Sam Hanna, program director in management of health informatics and analytics at the George Washington University, said that while the health industry has traditionally lagged in technology compared to other sectors due to a primary focus on patient care, “Health care data breaches and associated abuse can lead to catastrophic consequences to lives, not just to bank accounts and fraud.”

Sam Hanna
Sam Hanna

Hanna said that while billions have been spent on EMR implementations, “Only a small fraction of that has made its way to investments to address security and privacy issues within these massive transformational systems.”

The strategy, he said, has typically been to create security solutions after the fact, which may not be good enough.

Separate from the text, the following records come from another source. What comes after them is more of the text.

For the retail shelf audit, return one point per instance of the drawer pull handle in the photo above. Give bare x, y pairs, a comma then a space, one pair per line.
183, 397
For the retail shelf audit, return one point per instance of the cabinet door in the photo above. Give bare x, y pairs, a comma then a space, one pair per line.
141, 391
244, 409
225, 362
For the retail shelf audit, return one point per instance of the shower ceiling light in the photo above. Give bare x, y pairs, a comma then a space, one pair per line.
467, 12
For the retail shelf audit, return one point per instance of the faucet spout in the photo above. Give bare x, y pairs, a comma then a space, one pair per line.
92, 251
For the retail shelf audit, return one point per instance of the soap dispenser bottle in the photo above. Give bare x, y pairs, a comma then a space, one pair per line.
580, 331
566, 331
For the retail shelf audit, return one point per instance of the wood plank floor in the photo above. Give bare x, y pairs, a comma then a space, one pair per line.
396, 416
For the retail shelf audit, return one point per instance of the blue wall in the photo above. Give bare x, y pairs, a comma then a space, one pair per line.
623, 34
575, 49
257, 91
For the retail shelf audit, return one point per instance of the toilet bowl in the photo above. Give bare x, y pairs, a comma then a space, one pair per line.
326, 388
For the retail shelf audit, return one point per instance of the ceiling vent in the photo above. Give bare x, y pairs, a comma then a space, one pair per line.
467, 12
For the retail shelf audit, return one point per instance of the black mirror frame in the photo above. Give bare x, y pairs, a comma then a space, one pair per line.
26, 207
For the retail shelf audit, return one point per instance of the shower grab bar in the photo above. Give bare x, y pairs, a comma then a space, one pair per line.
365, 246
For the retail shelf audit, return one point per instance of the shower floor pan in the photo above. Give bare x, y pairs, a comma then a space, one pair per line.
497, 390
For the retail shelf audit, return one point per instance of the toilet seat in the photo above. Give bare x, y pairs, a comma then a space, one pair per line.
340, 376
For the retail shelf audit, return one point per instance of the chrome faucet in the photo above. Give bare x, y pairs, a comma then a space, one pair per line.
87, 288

The consequences, he said, could be a widespread breach of private information, the sale of that information on the black market, and, “At worst case, such breaches can cause deaths if patient care is manipulated or altered.”

Zane Burke

Zane Burke, the president of Cerner Health, said that interfaces are continuing to improve, and interoperability is a major priority, especially in the age of mobile devices and data everywhere.

But on the issue of security, he is blunt about the health care industry’s weakness. “We have the prettiest house with the most money sitting on the counter and yet our kids are leaving the doors open. Frankly, the first thing health care has to do is lock the doors and don’t let strangers in – start with the fundamentals first.”

Those fundamentals include ensuring hospitals are modifying the behaviors of their employees and their interface with the number one intrusion culprit: email. Many hospitals have begun these types of efforts with signage and trainings for employees to better recognize a phishing scam.


An external hacker posing as an internal administrative leader directing employees to an imposter portal that may somewhat mirror the hospital’s own intranet portal system.

While hospitals continue to hone their employees’ skills at identifying and avoiding such harmful intrusions — and balancing careful patient care simultaneously — the EMR industry continues to rely on an evolving technology space to improve.